I've just been having a read. If you want enough gears you need a special frame. The other option I found is a replacement for the front derailer so has only two gears.


----------



## element (12 Sep 2011)

I have now got my bike and did about 17 miles on saturday and to be honest its too heavy, the hub gears are ok but the 6 miles of road I have to cycle to get to the off road parts is painful with massive knobbly tyres. I am going to get another set of tyres as the mud-chuckers are overkill for most things even the forrest tracks and bridal ways. 
I did ride across one very ruff stretch that was all up hill but alot of the rest of the paths I took I could have done on somthing like this http://www.ridgeback.co.uk/bike/momentum I hope when I get it to the tougher trails at I can make more of the bike ruggedness. It does however bug me that I may have to start driving to those places to cycle. 
The other probelm is that is that bike caused my nether regions some serious pain, after riding on saturday I got on my other bike on sunday and had to turn back after a mile as it was still sore.


----------



## DTD (12 Sep 2011)

I've got my Trek Sawyer booked in at the local bike shop to be 11 speed Alfined – the Sawyer is pretty heavy to start with and has no front or rear suspension and has 29er wheels with tyres that wouldn't disgrace a tractor. On the road it's a bugger to ride, but once it gets on the trail it's altogether different. 

Not tried anything resembling a hill yet, but like you, slicker tyres are a definite maybe for me. 
Was looking at Scwalbe Big Apples or Fat Alberts(?) or some such thing. Let us know what you go with.


----------



## element (13 Sep 2011)

I was thinking the same, these
http://www.on-one.co.uk/i/q/TYSCBIAPKGF/schwalbe-big-apple-kevlar-guard-folding-tyre

or perhaps one of these two.

http://www.on-one.co.uk/i/q/TYSCMARPPW/schwalbe-marathon-plus-performance-wired-tyre

http://www.on-one.co.uk/i/q/TYSCSIL2/schwalbe-silento-ii-wired-tyre-with-puncture-protection


----------



## Ticktockmy (13 Sep 2011)

I have in the past thought about fitting a hub gear on my bike, whilst the cost is not a problem, in my mind it is the question of "what if it goes wrong”.
With a derailleur if it breaks, you can just remove it shorten the chain and carry on until you get to a LBS to buy spares.
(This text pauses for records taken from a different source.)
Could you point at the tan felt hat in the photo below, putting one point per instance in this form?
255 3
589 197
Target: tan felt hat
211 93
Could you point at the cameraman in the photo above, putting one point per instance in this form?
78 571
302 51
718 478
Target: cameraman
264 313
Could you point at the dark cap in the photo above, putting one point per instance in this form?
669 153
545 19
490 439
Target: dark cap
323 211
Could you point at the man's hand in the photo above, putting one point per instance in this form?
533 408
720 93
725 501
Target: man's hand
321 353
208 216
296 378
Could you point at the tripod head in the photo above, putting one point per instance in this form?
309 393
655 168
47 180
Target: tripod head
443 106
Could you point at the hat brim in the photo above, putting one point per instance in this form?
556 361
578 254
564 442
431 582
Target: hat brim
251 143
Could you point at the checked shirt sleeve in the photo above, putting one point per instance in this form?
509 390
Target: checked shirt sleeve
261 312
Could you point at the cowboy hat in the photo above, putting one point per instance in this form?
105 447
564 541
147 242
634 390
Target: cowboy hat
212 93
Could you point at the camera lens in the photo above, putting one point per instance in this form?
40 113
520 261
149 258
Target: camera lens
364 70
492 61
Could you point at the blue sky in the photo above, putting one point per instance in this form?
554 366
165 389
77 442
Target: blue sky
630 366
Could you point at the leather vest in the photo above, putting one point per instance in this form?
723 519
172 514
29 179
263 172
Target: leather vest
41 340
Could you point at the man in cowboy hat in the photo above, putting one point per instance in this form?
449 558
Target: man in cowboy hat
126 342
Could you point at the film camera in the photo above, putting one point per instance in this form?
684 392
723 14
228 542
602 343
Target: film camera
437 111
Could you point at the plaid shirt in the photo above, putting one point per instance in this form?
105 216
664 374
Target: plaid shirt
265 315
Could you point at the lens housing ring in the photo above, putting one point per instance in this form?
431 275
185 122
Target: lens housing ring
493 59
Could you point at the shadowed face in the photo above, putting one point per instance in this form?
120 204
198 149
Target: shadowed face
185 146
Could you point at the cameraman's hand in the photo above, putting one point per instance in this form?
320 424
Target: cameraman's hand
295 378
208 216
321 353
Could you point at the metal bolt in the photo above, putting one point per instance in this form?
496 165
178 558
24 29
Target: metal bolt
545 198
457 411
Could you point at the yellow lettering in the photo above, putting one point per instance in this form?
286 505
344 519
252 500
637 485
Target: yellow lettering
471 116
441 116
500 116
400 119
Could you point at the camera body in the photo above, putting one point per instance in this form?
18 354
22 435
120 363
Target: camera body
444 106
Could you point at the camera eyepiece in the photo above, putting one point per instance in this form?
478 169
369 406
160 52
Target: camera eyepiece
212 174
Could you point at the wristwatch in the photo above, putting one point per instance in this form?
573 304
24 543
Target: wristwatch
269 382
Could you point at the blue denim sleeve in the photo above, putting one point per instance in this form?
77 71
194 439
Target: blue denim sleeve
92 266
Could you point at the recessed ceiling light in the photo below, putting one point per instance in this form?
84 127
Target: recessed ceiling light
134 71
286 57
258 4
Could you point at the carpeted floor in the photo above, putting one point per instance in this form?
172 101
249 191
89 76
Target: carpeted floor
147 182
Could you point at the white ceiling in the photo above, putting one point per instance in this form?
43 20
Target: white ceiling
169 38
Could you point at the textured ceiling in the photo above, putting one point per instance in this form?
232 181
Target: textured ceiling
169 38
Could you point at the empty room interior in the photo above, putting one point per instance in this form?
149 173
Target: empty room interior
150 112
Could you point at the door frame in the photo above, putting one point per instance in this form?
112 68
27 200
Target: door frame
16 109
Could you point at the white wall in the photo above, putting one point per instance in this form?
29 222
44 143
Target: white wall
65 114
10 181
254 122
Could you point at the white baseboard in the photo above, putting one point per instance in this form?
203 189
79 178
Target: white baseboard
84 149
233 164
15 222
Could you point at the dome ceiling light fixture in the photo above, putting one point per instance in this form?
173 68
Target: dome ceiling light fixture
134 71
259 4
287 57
With the Hub gear, whilst they have a good track record of being efficient and having a low failure rate, sods law says that when you are the furthest point away from a source of spares then it will fail, likewise if it might well be then it leaves you with a rear wheel which is useless as you could have no drive to your rear wheel or the wheel might well be jammed.

Bob G


----------



## DTD (13 Sep 2011)

True, but your folks _could_ snap, your front wheel _might_ buckle to oblivion.
I think you'd just have to accept there are some situations that mean "ride over" and then you realise why it's called a 'push' bike.


----------



## albion (13 Sep 2011)

One thing for certain is that reliability folklore is of little substance to would be buyers.Manufacturers themselves release no data on the subject.


----------



## Andrew_Culture (4 Aug 2013)

Does anyone here have experience of owning a hub geared MTB?


----------